長寿祝い肖像画 35年間70点描く 埼玉・吉川市在住の画家・篠田さん 今年で最後、来月作品展

  • 肖像画を囲む(右前から時計回りに)画家の篠田草風さん、宮崎初枝さん、夫の宮崎勇樹さん、中原市長

    肖像画を囲む(右前から時計回りに)画家の篠田草風さん、宮崎初枝さん、夫の宮崎勇樹さん、中原市長

  • 肖像画を囲む(右前から時計回りに)画家の篠田草風さん、宮崎初枝さん、夫の宮崎勇樹さん、中原市長

 敬老の日にちなみ吉川市は16日、市内在住の高齢者2人に肖像画を提供した。35年に渡り70点を贈呈してきた事業は今年が最後の贈呈となる。作品を描いてきた市内在住の画家篠田草風さん(84)は「筆を持つにも健康が第一」と話す。

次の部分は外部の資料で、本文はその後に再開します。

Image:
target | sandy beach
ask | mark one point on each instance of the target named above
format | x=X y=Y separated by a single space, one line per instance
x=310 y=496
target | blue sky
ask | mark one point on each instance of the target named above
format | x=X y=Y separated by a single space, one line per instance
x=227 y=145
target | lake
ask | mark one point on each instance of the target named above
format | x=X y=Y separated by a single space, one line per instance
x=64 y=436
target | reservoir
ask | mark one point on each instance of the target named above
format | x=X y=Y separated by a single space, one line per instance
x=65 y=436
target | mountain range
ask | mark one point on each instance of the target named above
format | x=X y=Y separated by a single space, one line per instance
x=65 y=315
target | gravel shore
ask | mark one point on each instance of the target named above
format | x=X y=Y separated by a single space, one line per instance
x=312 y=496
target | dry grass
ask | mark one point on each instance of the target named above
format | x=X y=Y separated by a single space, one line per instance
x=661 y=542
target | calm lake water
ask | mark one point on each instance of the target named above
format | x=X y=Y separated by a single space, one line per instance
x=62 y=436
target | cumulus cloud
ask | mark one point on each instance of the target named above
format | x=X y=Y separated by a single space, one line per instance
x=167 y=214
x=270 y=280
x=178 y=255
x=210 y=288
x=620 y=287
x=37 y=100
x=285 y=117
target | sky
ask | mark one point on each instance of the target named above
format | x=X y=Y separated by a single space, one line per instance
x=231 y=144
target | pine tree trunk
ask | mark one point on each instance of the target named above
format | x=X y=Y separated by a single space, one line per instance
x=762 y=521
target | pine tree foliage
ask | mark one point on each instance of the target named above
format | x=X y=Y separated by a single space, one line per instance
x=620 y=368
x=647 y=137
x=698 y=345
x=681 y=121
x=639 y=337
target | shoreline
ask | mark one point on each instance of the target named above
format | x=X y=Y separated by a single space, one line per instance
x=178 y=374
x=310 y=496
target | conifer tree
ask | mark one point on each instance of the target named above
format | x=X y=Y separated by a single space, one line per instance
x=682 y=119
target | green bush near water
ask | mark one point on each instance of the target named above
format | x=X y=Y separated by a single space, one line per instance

10月29日から11月2日まで、市役所コミュニティルームで、これまでに描いた肖像画を展示する作品展を開く。

 長寿を祝い、敬老の日に肖像画を贈呈する事業。肖像画を描く篠田さんは、全日本肖像美術協会副会長、審査員を務めるなど肖像画分野の第一人者として知られる。

 市内に移住してきた際「元気な高齢者に肖像画をプレゼントしよう」と発案したことがきっかけ。市は1989年から、市内に住む高齢者2人に毎年作品を贈呈してきた。篠田さんはボランティアで肖像画を描き35年、計70人に作品を提供してきた。

 背景を何度も塗り直すなど、繊細な作品。作品1点を描くのに約3週間かかるという。篠田さん自身も84歳。「何とか健康を維持することができた。肖像画を描くにしても健康が第一」と活動を振り返った。

 今年敬老の日に肖像画を贈呈した市民は、同市平沼の小林次男さん(93)と同鍋小路の宮崎初枝さん(82)。16日午前、篠田さんと中原恵人市長が自宅を訪問し2人に肖像画を手渡した。

 最後の贈呈となった宮崎さん方では、夫の勇樹さん(88)ら家族を交え、肖像画を囲んだ。篠田さんは「思いやり、感謝の心があるからこそ出る笑顔」と初枝さんの表情に触れた。

 初枝さんは肖像画を受け取り「いい記念になる。こんなに良く描いていただいて本当に感激」と感謝の言葉を述べた。